Rice University informatics have developed a deep software coding application that can help programmers navigate the growing number of often document-free application programming interfaces (APIs).
The Rice application, known as Bayou, was developed as part of an initiative funded by the Agency for Advanced Defense Research Projects to extract knowledge from online source archives such as GitHub. An article on Bayou will be presented on May 1 in Vancouver, British Columbia, at the 6th International Conference on Learning Representations, the main platform for research on in-depth learning. Users can try on askbayou.com.
Designing applications that can program computers is a very popular Graal in the area of information technology called Artificial Intelligence (AI).
"People have spent 60 years trying to develop systems that can write code, but the problem is that these methods are not good with ambiguity," said Bayou co-creator Swarat Chaudhuri, a computer science professor. at Rice. "Typically, you need to specify many details about the destination program and make a note of these details.
"Bayou is a significant improvement," he said. "A developer can give Bayou a very small amount of information - a few key words or requests, in fact - and Bayou try to read the programmer's mind and deliver the program he wants."

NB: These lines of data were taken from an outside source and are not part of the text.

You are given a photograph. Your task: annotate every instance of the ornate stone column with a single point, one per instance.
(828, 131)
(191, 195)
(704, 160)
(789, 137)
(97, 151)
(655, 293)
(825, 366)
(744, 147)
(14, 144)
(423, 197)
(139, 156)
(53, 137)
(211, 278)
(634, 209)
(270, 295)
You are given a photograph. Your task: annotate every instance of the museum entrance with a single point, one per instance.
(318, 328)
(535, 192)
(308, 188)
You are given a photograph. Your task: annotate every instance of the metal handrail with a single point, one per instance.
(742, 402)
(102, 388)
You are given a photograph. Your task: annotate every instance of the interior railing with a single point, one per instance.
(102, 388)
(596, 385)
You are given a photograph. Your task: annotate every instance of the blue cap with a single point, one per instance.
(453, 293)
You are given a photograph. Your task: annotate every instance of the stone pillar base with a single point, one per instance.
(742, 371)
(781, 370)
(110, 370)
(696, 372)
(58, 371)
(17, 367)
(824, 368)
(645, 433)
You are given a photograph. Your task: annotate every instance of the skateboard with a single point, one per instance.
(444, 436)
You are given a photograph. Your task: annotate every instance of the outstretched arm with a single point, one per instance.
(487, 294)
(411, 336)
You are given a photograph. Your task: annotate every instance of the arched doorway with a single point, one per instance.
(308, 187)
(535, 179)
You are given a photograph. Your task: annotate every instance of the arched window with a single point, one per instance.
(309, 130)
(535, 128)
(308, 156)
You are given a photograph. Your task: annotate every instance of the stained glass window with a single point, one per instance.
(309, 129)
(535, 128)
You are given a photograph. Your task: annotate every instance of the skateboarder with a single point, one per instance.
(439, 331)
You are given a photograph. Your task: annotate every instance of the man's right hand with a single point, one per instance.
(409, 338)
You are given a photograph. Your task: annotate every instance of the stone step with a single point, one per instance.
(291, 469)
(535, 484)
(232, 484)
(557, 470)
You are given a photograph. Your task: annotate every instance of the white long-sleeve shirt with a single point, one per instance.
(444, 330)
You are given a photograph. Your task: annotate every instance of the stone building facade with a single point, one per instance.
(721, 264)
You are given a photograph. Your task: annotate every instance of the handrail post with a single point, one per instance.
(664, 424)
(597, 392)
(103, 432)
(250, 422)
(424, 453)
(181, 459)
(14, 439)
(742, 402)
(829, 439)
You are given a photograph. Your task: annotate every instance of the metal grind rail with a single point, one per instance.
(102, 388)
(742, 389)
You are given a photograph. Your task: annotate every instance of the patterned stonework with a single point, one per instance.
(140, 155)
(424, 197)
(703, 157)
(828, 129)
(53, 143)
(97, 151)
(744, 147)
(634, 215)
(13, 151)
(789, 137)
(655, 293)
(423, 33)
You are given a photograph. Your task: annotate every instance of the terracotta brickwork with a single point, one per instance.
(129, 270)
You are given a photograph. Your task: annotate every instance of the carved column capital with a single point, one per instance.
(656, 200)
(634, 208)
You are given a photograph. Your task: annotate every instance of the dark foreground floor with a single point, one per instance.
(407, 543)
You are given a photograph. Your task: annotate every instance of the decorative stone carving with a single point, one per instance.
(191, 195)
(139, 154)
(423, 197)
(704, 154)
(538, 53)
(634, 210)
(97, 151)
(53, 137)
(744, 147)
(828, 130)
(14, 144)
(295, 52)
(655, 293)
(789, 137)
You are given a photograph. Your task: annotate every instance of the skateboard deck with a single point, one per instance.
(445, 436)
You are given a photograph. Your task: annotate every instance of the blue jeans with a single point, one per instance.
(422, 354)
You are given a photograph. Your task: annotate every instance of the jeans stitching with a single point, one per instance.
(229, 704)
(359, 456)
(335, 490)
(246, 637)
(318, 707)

Chaudhuri said that Bayou trained by studying millions of lines of human Java code. "Basically, he found it all on GitHub and created it in his code."
Bayou's co-creator, Chris Jermaine, a computer science professor and co-director of Intelligent Systems Laboratory software Chaudhuri said Rice Bayou was particularly helpful in summarizing code examples for specific software APIs.

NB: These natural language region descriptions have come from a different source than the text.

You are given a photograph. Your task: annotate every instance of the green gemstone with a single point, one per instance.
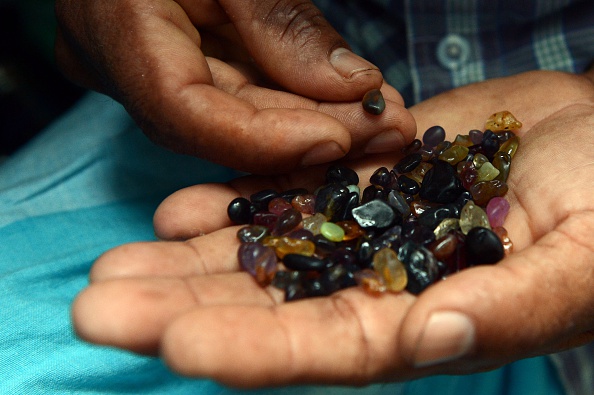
(332, 232)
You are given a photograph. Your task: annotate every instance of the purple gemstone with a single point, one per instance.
(497, 210)
(258, 260)
(433, 136)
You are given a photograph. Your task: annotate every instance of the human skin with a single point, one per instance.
(190, 72)
(185, 299)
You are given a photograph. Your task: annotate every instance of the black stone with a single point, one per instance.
(483, 247)
(441, 184)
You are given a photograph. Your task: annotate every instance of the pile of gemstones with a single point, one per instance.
(439, 210)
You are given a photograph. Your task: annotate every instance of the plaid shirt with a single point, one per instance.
(425, 47)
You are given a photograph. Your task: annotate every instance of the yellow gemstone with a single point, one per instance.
(387, 265)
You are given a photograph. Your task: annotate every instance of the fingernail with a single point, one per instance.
(322, 153)
(447, 335)
(384, 142)
(346, 63)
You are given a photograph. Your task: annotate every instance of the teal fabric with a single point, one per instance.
(91, 182)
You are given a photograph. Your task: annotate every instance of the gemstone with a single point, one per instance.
(342, 175)
(258, 260)
(408, 163)
(373, 102)
(408, 185)
(304, 203)
(287, 221)
(390, 269)
(314, 223)
(487, 172)
(240, 211)
(332, 232)
(484, 191)
(433, 136)
(483, 247)
(303, 262)
(454, 154)
(503, 120)
(441, 184)
(252, 233)
(497, 210)
(472, 216)
(278, 205)
(375, 213)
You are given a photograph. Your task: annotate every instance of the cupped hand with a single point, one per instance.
(260, 86)
(187, 301)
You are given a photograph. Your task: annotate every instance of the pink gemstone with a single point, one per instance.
(497, 210)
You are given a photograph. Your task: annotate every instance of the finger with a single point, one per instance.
(295, 45)
(212, 253)
(133, 313)
(201, 209)
(349, 338)
(528, 304)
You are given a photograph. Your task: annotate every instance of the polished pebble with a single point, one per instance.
(373, 102)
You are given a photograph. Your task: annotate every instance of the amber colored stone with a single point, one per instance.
(484, 191)
(472, 216)
(503, 120)
(373, 102)
(463, 140)
(502, 162)
(390, 269)
(454, 154)
(304, 203)
(278, 205)
(508, 246)
(352, 230)
(286, 245)
(510, 146)
(314, 223)
(444, 247)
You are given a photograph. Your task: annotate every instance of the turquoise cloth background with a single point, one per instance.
(91, 182)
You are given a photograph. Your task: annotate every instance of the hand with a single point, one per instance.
(212, 79)
(187, 301)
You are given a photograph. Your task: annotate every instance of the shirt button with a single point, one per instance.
(453, 51)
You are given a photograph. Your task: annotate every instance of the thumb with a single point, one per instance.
(296, 46)
(536, 301)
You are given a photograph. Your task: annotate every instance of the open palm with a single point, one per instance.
(186, 299)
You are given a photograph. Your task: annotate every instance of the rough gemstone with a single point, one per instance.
(258, 260)
(252, 233)
(441, 184)
(484, 191)
(483, 247)
(376, 213)
(373, 102)
(503, 120)
(287, 221)
(487, 172)
(408, 163)
(331, 199)
(240, 211)
(332, 232)
(303, 262)
(304, 203)
(342, 175)
(314, 223)
(497, 210)
(390, 269)
(472, 216)
(454, 154)
(433, 136)
(278, 205)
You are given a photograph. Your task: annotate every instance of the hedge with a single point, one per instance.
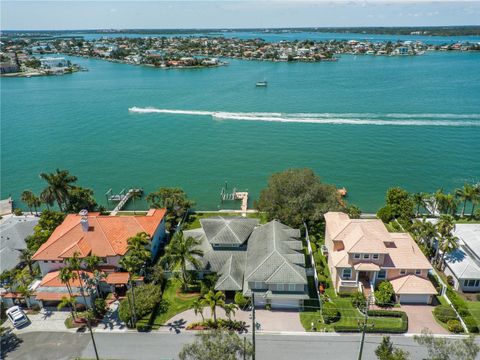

"Programming is very different from 30 or 40 years ago," said Jermaine. "Computers are in our pockets today, on our wrists, billions of home appliances, vehicles and other devices, and on days when programmers can write code from scratch it will no longer exist."
The architect Bayou Vijay Murali, a laboratory researcher, said: "The development of modern software is all LPAs, which are rules, tools, system settings and specific coding protocols with a specific operating system, a bank data There are hundreds of APIs and navigation for developers is very difficult.You spend a lot of time answering questions and sites like Stack Overflow asking for help from other developers.
Murali said that developers can now start asking some of those questions in Bayou, which will give an immediate response.
"This immediate feedback can immediately solve the problem and, if not, the Bayou sample code should lead to a more informed question for its human counterparts," Murali said.
Jermaine said the main goal of the team is to let developers develop Bayou, which was released under the liberal open source license.
"The more information we have about what people expect from a system like Bayou, the better we can do it," he said. "We want many people to use it as we can." Bayou is based on a method called Neuronal Sketch Learning, which trains an artificial neural network to detect high-level models in hundreds of thousands of Java programs. To do this, create a "sketch" for each program read and links that draw "intent" behind the program.
When a user asks Bayou questions, the system makes a decision about which program is invited to write. It then creates sketches for some of the most likely possible programs that the user could want.
"Based on this assumption, a separate part of the Bayou, a module that understands low-level Java details and can reason logically automatically, will generate four or five different sections of code," said Jermaine. "It will introduce you to the user as a hit on a web search." "This is probably the right answer, but here are three more that could be what you're looking for."